Da in den extrem befallenen Parzellen teilweise zu wenig Pflanzen für eine Beerntung zur Verfügung standen, bestand in Gudow nicht mehr die Möglichkeit, mit Material aus diesen Parzellen weiterzuarbeiten. Für das Zuchtprogramm in Gudow gab es aufgrund der Virussymptome im jungen Zuchtmaterial daher nur die Möglichkeit der Selektion im BYDV toleranten und resistenten Material. Im Grunde genommen war der starke Befall aber vor dem Hintergrund, dass in Zukunft mehrfachresistente Sorten eine immer größere Rolle spielen werden, positiv: Hier wurde auf ganz natürliche Weise anfälliges Material ausselektiert.
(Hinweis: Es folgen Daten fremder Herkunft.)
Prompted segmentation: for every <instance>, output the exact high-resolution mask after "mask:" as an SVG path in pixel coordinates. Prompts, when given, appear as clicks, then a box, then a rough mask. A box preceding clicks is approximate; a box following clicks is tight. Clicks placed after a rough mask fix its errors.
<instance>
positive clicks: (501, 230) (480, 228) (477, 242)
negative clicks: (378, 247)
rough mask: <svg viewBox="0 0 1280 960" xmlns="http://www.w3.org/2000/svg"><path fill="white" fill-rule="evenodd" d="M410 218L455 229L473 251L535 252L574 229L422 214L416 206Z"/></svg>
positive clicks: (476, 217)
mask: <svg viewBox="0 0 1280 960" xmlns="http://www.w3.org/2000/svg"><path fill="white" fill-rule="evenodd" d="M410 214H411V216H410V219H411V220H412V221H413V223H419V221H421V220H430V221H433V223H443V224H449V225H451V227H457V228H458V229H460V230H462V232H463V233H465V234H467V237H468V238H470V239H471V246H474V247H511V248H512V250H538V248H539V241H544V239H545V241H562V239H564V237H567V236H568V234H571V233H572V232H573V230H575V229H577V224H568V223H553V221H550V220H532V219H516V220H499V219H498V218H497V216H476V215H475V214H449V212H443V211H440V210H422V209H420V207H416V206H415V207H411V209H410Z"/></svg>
Glücklicherweise ist die Züchtung schon so weit fortgeschritten, dass es schon einige zugelassenen und auf dem Markt verfügbaren Wintergerstensorten mit einer BYDV-Toleranz gibt.


Multiresistente Sorten nutzen

Der Anbau von Sorten, die multiresistent sind, kann auf Befallsstandorten mit bodenbürtigen Viren deutliche Ertragsvorteile mit sich bringen. Wenn man von Mehrfachresistenz oder auch Multiresistenz im Virusbereich in der Wintergerste spricht, dann geht es um die angesprochene Toleranz gegen BYDV und die Resistenz gegen Bodenmosaikviren (BaYMV-1, BaYMV-2, BaMMV).
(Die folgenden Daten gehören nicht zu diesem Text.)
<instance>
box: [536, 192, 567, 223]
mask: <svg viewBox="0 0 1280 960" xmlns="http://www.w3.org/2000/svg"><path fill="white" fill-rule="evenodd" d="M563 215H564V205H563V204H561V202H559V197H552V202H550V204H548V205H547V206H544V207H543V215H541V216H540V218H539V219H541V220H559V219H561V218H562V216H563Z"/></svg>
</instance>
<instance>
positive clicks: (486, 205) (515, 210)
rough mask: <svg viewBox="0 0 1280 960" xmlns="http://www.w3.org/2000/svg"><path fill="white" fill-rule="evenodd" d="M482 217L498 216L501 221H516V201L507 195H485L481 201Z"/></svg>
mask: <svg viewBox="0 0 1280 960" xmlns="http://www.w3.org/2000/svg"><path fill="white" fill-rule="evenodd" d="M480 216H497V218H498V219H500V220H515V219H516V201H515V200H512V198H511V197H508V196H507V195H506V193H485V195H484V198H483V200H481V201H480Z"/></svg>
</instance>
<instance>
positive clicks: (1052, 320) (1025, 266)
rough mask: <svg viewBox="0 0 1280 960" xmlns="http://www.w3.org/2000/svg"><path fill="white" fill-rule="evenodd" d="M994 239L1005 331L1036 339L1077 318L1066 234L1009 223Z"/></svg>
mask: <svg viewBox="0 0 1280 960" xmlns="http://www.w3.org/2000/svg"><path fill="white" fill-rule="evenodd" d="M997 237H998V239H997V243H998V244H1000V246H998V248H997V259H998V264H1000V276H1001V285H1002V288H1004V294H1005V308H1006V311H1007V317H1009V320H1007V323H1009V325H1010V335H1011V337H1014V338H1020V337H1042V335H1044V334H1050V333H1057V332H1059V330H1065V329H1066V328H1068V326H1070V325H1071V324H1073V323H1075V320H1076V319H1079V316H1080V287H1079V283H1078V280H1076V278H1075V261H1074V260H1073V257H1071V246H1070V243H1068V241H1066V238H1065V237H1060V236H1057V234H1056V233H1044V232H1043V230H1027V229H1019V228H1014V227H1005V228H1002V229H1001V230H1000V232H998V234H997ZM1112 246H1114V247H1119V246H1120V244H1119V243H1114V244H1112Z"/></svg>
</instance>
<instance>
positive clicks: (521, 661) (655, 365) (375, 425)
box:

SU  VIRTUOSA: BaMMV, BaYMV-1, BYDV-Resistenz
SU VIRTUOSA: BaMMV, BaYMV-1, BYDV-Resistenz


Ausblick

Nicht nur Blattläuse spielen im Krankheitsgeschehen von Getreide eine Rolle – und werden vermutlich aufgrund steigender Temperaturen immer bedeutendere Krankheitsüberträger, sondern auch Zikaden: Sie können das Weizenverzwergungsvirus (WDV – Wheat Dwarf Virus) in die Gerste übertragen. Zwar sind schon erste resistente Wintergersten auf dem Markt, aber hierzu gibt es noch erheblichen Bedarf an Grundlagenforschung.

Sicher ist: Der Bedarf an multiresistenten Sorten steigt und die Züchtung ist sich dessen bewusst. Es werden der Praxis also in den kommenden Jahren in Deutschland mehr multiresistente Sorten zur Verfügung stehen.
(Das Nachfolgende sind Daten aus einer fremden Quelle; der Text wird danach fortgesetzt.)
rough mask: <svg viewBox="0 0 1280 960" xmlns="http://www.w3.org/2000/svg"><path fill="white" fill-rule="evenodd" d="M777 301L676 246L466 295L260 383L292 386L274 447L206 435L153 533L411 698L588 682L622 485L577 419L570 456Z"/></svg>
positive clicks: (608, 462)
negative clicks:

Schnell gelesen (Kurzfassung):

Tierische Schaderreger in Wintergetreide (und auch einige pilzliche Erkrankungen) werden durch den Klimawandel gefördert. Blattläuse als Virusüberträger verursachten im Anbaujahr 2023/24 in Norddeutschland und anderen europäischen Ländern  in der Wintergerste erhebliche Ertragseinbußen, unter anderem durch das BYDV-Virus. 

Da auch in Zuchtgärten teilweise Totalausfälle zu beobachten waren, hatte dieser Befall ganz erhebliche Auswirkungen auf die Züchtungsarbeit, wie Viktoria-Elisabeth Dohrendorf und Dr. Eberhard Laubach, Nordsaat Saatzucht GmbH, berichten. Doch der starke Befall in den Zuchtgärten hat auch gezeigt: Es gibt resistentes Material und zudem zusätzlich Pflanzen, die nicht nur gegen die Viren sondern auch noch gegen die ebenfalls massiv aufgetretenen Blattkrankheiten eine große Widerstandsfähigkeit haben. Dieses Material bildet nun die Basis für das, was der Markt zukünftig umso mehr benötigt: Multiresistente Sorten, die auch gegen pilzliche Erkrankungen eine hohe Widerstandsfähigkeit aufweisen und trotzdem ertagsstark sind.